McLuhan was Scotch-Irish and the son of two great raconteurs.  He came to the topic of the Irish bull frequently in Take Today:

Our fathers sometimes encountered paradox in the jocular form of the “Irish Bull”: “When you see three cows standing in a pasture, the one that is sitting is the Irish Bull.” (106)

One of the chapter headings shortly before this reads:

If you Take the Bull by the Horns You’ll Get a Lot of Bull (93)

Later, giving what is surely the formal cause of these bull stories, he refers to the “ebullient Bucky Fuller”. (117)

In the same year that Take Today was published, 1972,  McLuhan presented more Irish bull in ‘End of the Work Ethic’:

We live in a world of paradoxes because at electric speed all facets of situations are presented to us simultaneously. It used to be the specialty of “the Irish bull” to do this. For example, a recent example mentions an exchange between two chiropodists. One says: “I have taken the corns off half the crown heads of Europe.” 

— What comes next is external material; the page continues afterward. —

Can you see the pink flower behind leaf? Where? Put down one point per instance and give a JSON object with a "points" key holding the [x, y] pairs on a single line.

As detailed in Lodge on ‘Science and Literature’, McLuhan’s mentor in the early 1930s at the University of Manitoba, Rupert Lodge, told the story about the Irishman who asked whether a fight was  private or if he might join in. This was repeated 40 years later by McLuhan in Take Today (212):

Is this a private fight, or may anyone join in?
– An Irishman

McLuhan had remembered Lodge in his Speaking of Winnipeg interview with Tom Easterbrook in 1970 and it may be that these Irish bull stories written shortly thereafter came to mind in this way.  But McLuhan had cited Harold Innis on Irish bull long before this in The Gutenberg Galaxy:

Improvements in communication, like the Irish bull of the bridge which separated the two countries, make for increased difficulties of understanding. (216, citing ‘Minerva’s Owl’ from The Bias of Communication, 28)

And much earlier still, in a letter to Allen and Caroline Tate in 1951, he had complained of Vanguard Press, the publisher of The Mechanical Bride, as having “suspected my Irish bulls to be Papal ones.”1

  1.  McLuhan to Allen and Caroline Tate, October 2, 1951. For the full passage, see On The Mechanical Bride.